In winter, too, there is a real chance of being hindered by the acqua alta (high water), which happens about fifty-five times a year. The approach of these high tidal waters, which cover the city's lower areas (St. Mark's being one) with two or three feet of water, is announced in the morning newspapers. If the water is expected to be exceptionally high, sixteen exceptionally loud and alarming sirens warn Venetian merchants to put their merchandise on the highest shelf. But the lagoon's tidal waters follow the laws of the universe (or of the moon?) and reverse themselves every six hours. Even the acqua alta can be considered part of "seeing" Venice and the Venetians.

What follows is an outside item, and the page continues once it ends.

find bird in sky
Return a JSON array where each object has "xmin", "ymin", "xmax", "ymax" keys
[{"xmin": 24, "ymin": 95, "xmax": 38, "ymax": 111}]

The cliche's about Venice are imposed upon us because, like most cliche's, they are based on true observations which have occurred to some of the greatest and most modest minds alike. "Venice is unique" is the supreme, mother-cliche' of them all. And no other three words can ever be truer. "There is nothing new to be said about her [Venice] certainly . . . it would be a sad day indeed where there should be something new to say," wrote Henry James a hundred years ago. "Nothing can be said here (including this statement) that has not been said before," wrote Mary McCarthy, many years later in "Venice Observed." When you go to Venice for the first time, unlace yourselves for your own cliche's.